Bankruptcy can be an eye-opening experience for an Appleton and Outagamie, Wisconsin, resident. It can be more of a shock to someone unfamiliar with the law. After all, bankruptcy laws in the United States are different than in many other countries. This was the experience of an immigrant from Taiwan who lost the family home unnecessarily, unaware that there is a homestead exemption when filing for bankruptcy in most of the states in the U.S.

Nine years ago, the man declared personal bankruptcy after his business failed. This left him and his family with over $173,000 in debt and a lost home. Had he understood all of the options available to him, he would not have lost his home. Thus, it is essential that a person in debt keep a level head and become educated about specific bankruptcy exemptions.

For one, large portions of wages or salaries can be exempt from bankruptcies. Personal property such as jewelry can also be exempt.
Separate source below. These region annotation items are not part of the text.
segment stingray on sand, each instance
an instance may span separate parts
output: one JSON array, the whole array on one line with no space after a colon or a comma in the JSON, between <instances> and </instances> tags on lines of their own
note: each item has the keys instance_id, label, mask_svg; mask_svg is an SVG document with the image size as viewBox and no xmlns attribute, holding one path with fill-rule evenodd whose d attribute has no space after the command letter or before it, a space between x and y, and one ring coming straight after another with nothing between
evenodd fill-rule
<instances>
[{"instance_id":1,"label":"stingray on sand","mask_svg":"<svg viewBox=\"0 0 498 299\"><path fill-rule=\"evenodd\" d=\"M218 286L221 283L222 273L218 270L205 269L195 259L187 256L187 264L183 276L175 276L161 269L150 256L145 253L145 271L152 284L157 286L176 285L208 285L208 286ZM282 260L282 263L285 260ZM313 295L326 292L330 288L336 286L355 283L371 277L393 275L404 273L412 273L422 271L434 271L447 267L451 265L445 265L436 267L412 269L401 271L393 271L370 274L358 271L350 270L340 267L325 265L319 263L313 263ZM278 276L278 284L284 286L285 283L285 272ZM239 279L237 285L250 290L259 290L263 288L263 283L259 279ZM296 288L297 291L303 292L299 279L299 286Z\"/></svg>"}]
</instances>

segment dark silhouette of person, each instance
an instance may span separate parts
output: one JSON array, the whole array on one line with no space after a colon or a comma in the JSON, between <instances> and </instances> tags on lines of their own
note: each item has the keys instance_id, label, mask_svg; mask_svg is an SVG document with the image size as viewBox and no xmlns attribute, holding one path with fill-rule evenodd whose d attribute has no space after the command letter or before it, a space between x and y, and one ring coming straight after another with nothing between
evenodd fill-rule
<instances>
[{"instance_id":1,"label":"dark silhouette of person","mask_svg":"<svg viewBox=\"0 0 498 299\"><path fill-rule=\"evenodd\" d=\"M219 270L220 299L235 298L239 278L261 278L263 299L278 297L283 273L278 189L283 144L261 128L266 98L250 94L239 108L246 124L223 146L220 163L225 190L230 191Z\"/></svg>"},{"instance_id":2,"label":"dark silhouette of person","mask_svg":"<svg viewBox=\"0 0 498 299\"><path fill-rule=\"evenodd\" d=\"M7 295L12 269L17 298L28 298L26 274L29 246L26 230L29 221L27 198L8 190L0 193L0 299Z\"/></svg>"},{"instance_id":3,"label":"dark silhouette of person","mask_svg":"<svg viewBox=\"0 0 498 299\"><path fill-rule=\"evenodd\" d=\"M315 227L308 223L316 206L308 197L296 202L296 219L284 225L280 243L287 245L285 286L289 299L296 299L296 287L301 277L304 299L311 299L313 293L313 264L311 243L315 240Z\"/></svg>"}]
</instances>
This was especially relevant to the man as he owns a necklace that is a family heirloom. The gold necklace, valued today at $10,000, has more sentimental than monetary value. Payments from personal injury lawsuits and workers' compensation are also not included. Similarly, retirement and pension plans are also exempt.

The man's experiences should serve as a valuable lesson for Appleton and Outagamie residents. Going through financial challenges can be exhausting and sometimes this leads to misguided decisions which can lead to even more problems.

For this reason, it can be extremely beneficial to seek the advice of a bankruptcy legal professional. The attorney may be able to help with possible exemptions and a property assessment, as well as in checking if an individual passes the qualifications to file for either Chapter 7 or Chapter 13 bankruptcy. While it may seem a step backward to the uninformed person, filing for bankruptcy is frequently a step closer to a debt-free life.